Bronze Age hits keep coming at Sanxingdui

Tuesday, June 14th, 2022

The spectacular hits just keep coming in the excavation of sacrificial pits 7 and 8 at the Sanxingdui Bronze Age archaeological site in Guanghan City, Sichuan Province, southwest China. At least 10 of the artifacts unearthed are one-of-a-kind. Highlights among the most recent finds include a bronze altar, a box containing a large piece of jade and a sculpture five feet high that is the first artifact of its kind ever discovered at the site.

Nearly 13,000 objects made of bronze, gold, jade and ivory have been found thus far since excavation of the six sacrificial pits began in 2020. The vast majority of the artifacts were deliberately broken and bear marks from having been struck and burned before burial.
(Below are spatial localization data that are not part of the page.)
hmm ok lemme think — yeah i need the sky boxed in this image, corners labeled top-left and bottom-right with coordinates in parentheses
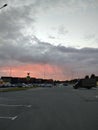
top-left (0, 0), bottom-right (98, 80)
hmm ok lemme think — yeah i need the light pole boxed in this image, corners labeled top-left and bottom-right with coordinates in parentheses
top-left (0, 4), bottom-right (7, 9)
top-left (0, 4), bottom-right (8, 77)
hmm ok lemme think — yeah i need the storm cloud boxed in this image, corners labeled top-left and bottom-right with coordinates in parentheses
top-left (0, 35), bottom-right (98, 77)
top-left (0, 0), bottom-right (98, 79)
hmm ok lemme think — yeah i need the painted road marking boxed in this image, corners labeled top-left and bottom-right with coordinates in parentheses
top-left (0, 104), bottom-right (32, 120)
top-left (95, 95), bottom-right (98, 98)
top-left (0, 104), bottom-right (32, 108)
top-left (0, 116), bottom-right (18, 120)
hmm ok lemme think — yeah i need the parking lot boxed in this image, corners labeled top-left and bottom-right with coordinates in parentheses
top-left (0, 86), bottom-right (98, 130)
top-left (0, 90), bottom-right (33, 130)
top-left (0, 103), bottom-right (32, 120)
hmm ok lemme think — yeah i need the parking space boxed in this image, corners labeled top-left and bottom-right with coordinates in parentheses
top-left (0, 87), bottom-right (98, 130)
top-left (0, 98), bottom-right (32, 121)
top-left (72, 87), bottom-right (98, 102)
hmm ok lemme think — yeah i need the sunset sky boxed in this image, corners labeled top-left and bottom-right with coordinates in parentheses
top-left (0, 0), bottom-right (98, 80)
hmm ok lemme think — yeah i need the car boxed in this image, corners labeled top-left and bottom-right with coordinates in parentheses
top-left (73, 78), bottom-right (96, 89)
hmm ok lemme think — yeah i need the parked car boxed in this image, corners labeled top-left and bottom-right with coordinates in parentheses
top-left (73, 78), bottom-right (96, 89)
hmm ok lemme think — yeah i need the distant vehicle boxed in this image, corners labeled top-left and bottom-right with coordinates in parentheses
top-left (63, 83), bottom-right (68, 86)
top-left (73, 77), bottom-right (96, 89)
top-left (45, 83), bottom-right (53, 87)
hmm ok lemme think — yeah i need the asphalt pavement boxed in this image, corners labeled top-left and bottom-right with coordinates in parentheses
top-left (0, 86), bottom-right (98, 130)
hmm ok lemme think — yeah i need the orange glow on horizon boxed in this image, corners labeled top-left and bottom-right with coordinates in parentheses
top-left (0, 64), bottom-right (70, 80)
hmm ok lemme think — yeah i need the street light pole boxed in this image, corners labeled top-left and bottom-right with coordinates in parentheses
top-left (0, 4), bottom-right (7, 9)
top-left (0, 4), bottom-right (8, 77)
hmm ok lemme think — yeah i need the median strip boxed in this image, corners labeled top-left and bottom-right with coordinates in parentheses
top-left (0, 86), bottom-right (35, 92)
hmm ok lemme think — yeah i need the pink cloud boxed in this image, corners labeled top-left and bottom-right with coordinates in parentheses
top-left (0, 64), bottom-right (70, 80)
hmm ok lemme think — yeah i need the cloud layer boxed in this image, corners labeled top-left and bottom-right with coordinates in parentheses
top-left (0, 35), bottom-right (98, 79)
top-left (0, 0), bottom-right (98, 80)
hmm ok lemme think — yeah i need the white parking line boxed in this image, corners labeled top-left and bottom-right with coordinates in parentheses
top-left (95, 95), bottom-right (98, 98)
top-left (0, 116), bottom-right (18, 120)
top-left (0, 104), bottom-right (32, 108)
top-left (0, 104), bottom-right (32, 120)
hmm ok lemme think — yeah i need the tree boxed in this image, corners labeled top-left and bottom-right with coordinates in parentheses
top-left (90, 74), bottom-right (96, 79)
top-left (85, 75), bottom-right (89, 79)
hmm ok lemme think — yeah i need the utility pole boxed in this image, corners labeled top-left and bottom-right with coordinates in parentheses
top-left (0, 4), bottom-right (7, 10)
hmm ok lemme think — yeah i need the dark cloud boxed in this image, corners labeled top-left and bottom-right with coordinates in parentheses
top-left (0, 36), bottom-right (98, 77)
top-left (0, 2), bottom-right (36, 42)
top-left (0, 0), bottom-right (98, 78)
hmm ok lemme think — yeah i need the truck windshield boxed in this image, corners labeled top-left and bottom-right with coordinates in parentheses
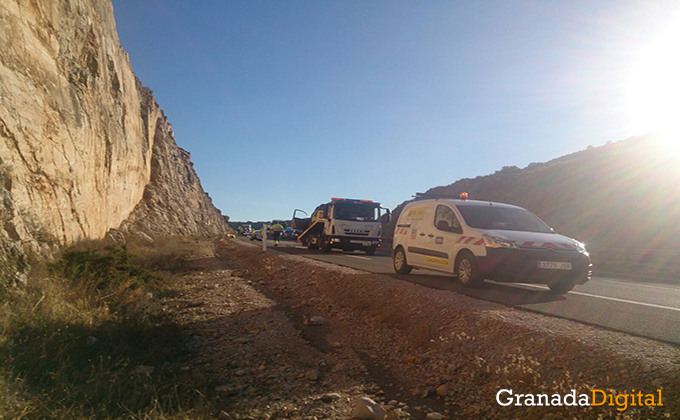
top-left (456, 205), bottom-right (552, 233)
top-left (334, 203), bottom-right (378, 221)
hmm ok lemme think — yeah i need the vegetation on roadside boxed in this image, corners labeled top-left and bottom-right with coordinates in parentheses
top-left (0, 236), bottom-right (215, 419)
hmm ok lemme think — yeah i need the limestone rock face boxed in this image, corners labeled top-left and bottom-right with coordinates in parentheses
top-left (123, 87), bottom-right (229, 237)
top-left (0, 0), bottom-right (228, 285)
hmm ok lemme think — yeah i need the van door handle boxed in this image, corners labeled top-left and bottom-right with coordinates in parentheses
top-left (428, 234), bottom-right (434, 238)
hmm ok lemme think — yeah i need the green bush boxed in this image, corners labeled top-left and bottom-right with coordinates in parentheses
top-left (52, 245), bottom-right (156, 290)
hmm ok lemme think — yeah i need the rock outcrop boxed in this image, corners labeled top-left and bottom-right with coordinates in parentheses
top-left (0, 0), bottom-right (228, 285)
top-left (122, 85), bottom-right (228, 237)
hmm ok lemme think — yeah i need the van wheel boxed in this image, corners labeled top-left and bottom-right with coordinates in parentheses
top-left (548, 281), bottom-right (575, 294)
top-left (456, 253), bottom-right (482, 287)
top-left (393, 247), bottom-right (412, 274)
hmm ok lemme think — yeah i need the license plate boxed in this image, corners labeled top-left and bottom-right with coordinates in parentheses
top-left (538, 261), bottom-right (572, 270)
top-left (350, 240), bottom-right (372, 246)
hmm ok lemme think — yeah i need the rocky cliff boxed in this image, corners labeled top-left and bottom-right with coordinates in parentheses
top-left (0, 0), bottom-right (228, 285)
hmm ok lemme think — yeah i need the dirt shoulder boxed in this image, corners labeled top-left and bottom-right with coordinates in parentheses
top-left (172, 237), bottom-right (680, 419)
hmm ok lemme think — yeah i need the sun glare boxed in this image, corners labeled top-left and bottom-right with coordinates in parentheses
top-left (627, 20), bottom-right (680, 156)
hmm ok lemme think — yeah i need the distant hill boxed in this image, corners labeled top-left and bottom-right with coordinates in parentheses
top-left (387, 134), bottom-right (680, 278)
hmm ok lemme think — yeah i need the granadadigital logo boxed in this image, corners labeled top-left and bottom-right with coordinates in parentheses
top-left (496, 389), bottom-right (663, 412)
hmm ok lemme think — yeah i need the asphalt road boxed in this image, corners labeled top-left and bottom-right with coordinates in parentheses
top-left (254, 238), bottom-right (680, 345)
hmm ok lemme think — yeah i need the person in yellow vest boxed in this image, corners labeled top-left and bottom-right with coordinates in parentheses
top-left (270, 221), bottom-right (285, 246)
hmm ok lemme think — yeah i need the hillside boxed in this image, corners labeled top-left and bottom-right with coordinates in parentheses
top-left (387, 135), bottom-right (680, 276)
top-left (0, 0), bottom-right (229, 286)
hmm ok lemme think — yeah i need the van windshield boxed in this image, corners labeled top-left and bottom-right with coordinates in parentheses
top-left (334, 203), bottom-right (378, 221)
top-left (456, 205), bottom-right (552, 233)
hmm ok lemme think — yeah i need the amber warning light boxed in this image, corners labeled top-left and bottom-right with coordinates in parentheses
top-left (460, 192), bottom-right (468, 201)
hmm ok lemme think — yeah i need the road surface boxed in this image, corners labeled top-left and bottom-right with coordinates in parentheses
top-left (252, 238), bottom-right (680, 345)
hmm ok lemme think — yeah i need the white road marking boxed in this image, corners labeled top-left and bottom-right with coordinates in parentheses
top-left (569, 291), bottom-right (680, 312)
top-left (296, 246), bottom-right (307, 249)
top-left (347, 255), bottom-right (372, 261)
top-left (518, 283), bottom-right (680, 312)
top-left (602, 279), bottom-right (680, 292)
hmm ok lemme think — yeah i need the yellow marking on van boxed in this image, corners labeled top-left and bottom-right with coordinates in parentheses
top-left (425, 256), bottom-right (450, 266)
top-left (407, 207), bottom-right (427, 219)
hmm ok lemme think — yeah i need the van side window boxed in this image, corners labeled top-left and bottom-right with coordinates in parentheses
top-left (434, 205), bottom-right (462, 234)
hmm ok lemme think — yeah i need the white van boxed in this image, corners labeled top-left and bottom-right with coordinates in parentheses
top-left (392, 194), bottom-right (592, 293)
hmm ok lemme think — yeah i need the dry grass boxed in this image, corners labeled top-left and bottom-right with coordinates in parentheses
top-left (0, 237), bottom-right (216, 419)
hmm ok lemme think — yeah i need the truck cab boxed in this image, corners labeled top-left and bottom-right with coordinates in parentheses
top-left (293, 198), bottom-right (389, 255)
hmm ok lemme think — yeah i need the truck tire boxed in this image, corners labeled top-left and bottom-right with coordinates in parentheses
top-left (304, 237), bottom-right (318, 250)
top-left (321, 236), bottom-right (332, 253)
top-left (393, 246), bottom-right (412, 274)
top-left (456, 252), bottom-right (483, 287)
top-left (365, 247), bottom-right (376, 256)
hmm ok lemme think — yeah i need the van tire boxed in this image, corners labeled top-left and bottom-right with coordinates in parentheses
top-left (393, 247), bottom-right (413, 274)
top-left (456, 252), bottom-right (482, 287)
top-left (548, 281), bottom-right (575, 294)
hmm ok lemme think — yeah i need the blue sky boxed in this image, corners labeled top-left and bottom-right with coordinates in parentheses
top-left (111, 1), bottom-right (680, 222)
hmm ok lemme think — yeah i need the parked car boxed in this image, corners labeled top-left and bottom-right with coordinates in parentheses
top-left (283, 227), bottom-right (300, 240)
top-left (250, 229), bottom-right (262, 241)
top-left (238, 224), bottom-right (252, 236)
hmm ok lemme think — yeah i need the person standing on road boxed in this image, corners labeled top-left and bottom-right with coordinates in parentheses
top-left (270, 221), bottom-right (285, 246)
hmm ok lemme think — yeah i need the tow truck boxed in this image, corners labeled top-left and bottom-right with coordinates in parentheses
top-left (292, 198), bottom-right (390, 255)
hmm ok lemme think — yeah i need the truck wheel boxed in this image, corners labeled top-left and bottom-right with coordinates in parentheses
top-left (305, 237), bottom-right (319, 250)
top-left (456, 252), bottom-right (482, 287)
top-left (321, 236), bottom-right (332, 253)
top-left (548, 281), bottom-right (575, 294)
top-left (393, 247), bottom-right (412, 274)
top-left (365, 247), bottom-right (376, 256)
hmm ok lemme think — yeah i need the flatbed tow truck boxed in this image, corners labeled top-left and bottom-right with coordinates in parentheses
top-left (292, 198), bottom-right (389, 255)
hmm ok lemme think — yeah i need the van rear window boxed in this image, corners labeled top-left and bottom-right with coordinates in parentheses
top-left (456, 206), bottom-right (552, 233)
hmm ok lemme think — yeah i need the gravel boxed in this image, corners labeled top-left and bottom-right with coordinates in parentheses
top-left (166, 237), bottom-right (680, 419)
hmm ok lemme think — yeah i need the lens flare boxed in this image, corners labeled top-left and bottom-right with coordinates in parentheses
top-left (626, 21), bottom-right (680, 157)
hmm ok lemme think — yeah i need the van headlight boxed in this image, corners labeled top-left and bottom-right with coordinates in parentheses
top-left (483, 234), bottom-right (517, 249)
top-left (573, 240), bottom-right (588, 254)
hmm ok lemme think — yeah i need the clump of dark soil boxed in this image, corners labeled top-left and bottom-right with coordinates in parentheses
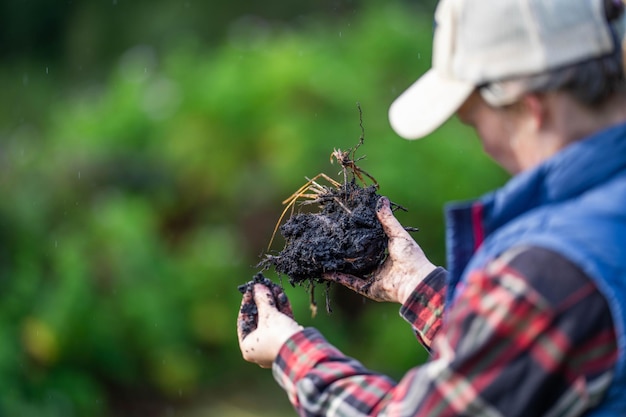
top-left (259, 181), bottom-right (387, 286)
top-left (237, 272), bottom-right (276, 295)
top-left (243, 105), bottom-right (414, 314)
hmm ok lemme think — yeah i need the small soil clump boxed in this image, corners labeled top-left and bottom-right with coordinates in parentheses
top-left (238, 272), bottom-right (294, 338)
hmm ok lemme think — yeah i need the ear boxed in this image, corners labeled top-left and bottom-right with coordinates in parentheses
top-left (520, 94), bottom-right (547, 131)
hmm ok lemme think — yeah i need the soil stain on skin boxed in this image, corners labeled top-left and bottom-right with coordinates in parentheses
top-left (259, 181), bottom-right (387, 286)
top-left (238, 273), bottom-right (294, 338)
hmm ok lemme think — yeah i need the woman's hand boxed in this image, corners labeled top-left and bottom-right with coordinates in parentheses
top-left (237, 282), bottom-right (303, 368)
top-left (324, 197), bottom-right (436, 304)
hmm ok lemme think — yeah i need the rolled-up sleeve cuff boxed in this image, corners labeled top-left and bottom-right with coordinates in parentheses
top-left (399, 267), bottom-right (448, 349)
Only 2,400 artifacts of the 13,000 were discovered intact. The archaeological team plans to make copies of the objects and experiment with different destruction and burning approaches to see how the ancient Shu people of the Yangtze River civilization decommissioned the Sanxingdui artifacts for sacrifice 3,100 years ago.

Speaking of which, four of the sacrificial pits (3,4, 7 and 8) have now been conclusively dated to the late Shang Dynasty (1600-1046 B.C.). Carbon-14 analysis of 200 samples taken from the pits returned a tight date range for the burial ages of between 1,131 B.C. and 1,012 B.C. Pits 5 and 6 are older, but still late in the Shang Dynasty. The excavation of pit No. 7 is almost complete. The excavation of pit 8 is about halfway done. The most recent finds come from these two pits.

The exquisitely-crafted bronze altar was unearthed this weekend from Pit No. 8. It is approximately three feet high and consists of a platform base with openwork decoration with a top section decorated with bronze mythical creatures in a sacrificial scene. The two pieces were found separately. The upper part was recovered on Saturday, June 11th, and the base emerged the next day.

The bronze five-foot bronze sculpture was also found in Pit No. 8. It was cast in three parts that were then welded together. The central section features an anthropomorphic head with bulging eyes and tusks on a snake body. (Human-headed snake figures are characteristic of the Shu culture.) The figure is positioned head-down, his raised hands holding the lower section: an urn-shaped wine vessel (lei) on a square base. The uppermost section is a zun, a trumpet-shaped drinking vessel, painted vermillion. The complex iconography attests to a mythological world dense with characters and imagery.

Another unique object was discovered in pit No. 7: a bronze box with tortoise shell-shaped lattice lids hinged together on one side that encased a large piece of green jade. The box has handles in the shape of dragon heads and two or three bronze streamers that look like realistic ties. Microtrace analysis revealed that the box was originally wrapped in silk.

Most of the objects recovered from pit No. 7 are smaller pieces, but no less artfully crafted. One piece found in the northeast corner of the pit this March was a paper-thin folded sheet of bronze. Literally paper-thin; the same thickness as a sheet of A4 paper. Ancient bronze craftsmen in China often cast objects by creating two opposing clay moulds and then pouring the bronze into the gap between them, which is why most of the Sanxingdui bronzes were very thick. The folded bronze paper cannot have been produced using this technology. Archaeologists will have to do a metallurgic analysis of it (and other fragments of thin bronze found in pit 7) to determine how it was made. Right now the preliminary speculation is that it was forged.

Sichuan has begun construction of a new museum in  Guanghan City to house, secure and study these remarkable archaeological materials. It is being built right next to the sacrificial pits and the current museum which is no longer adequate to house the massive collection of objects. The new museum will cover 55,000 square meters, five times the size of the current museum, making it the largest single museum building in southwestern China. It is expected to be completed in October 2023.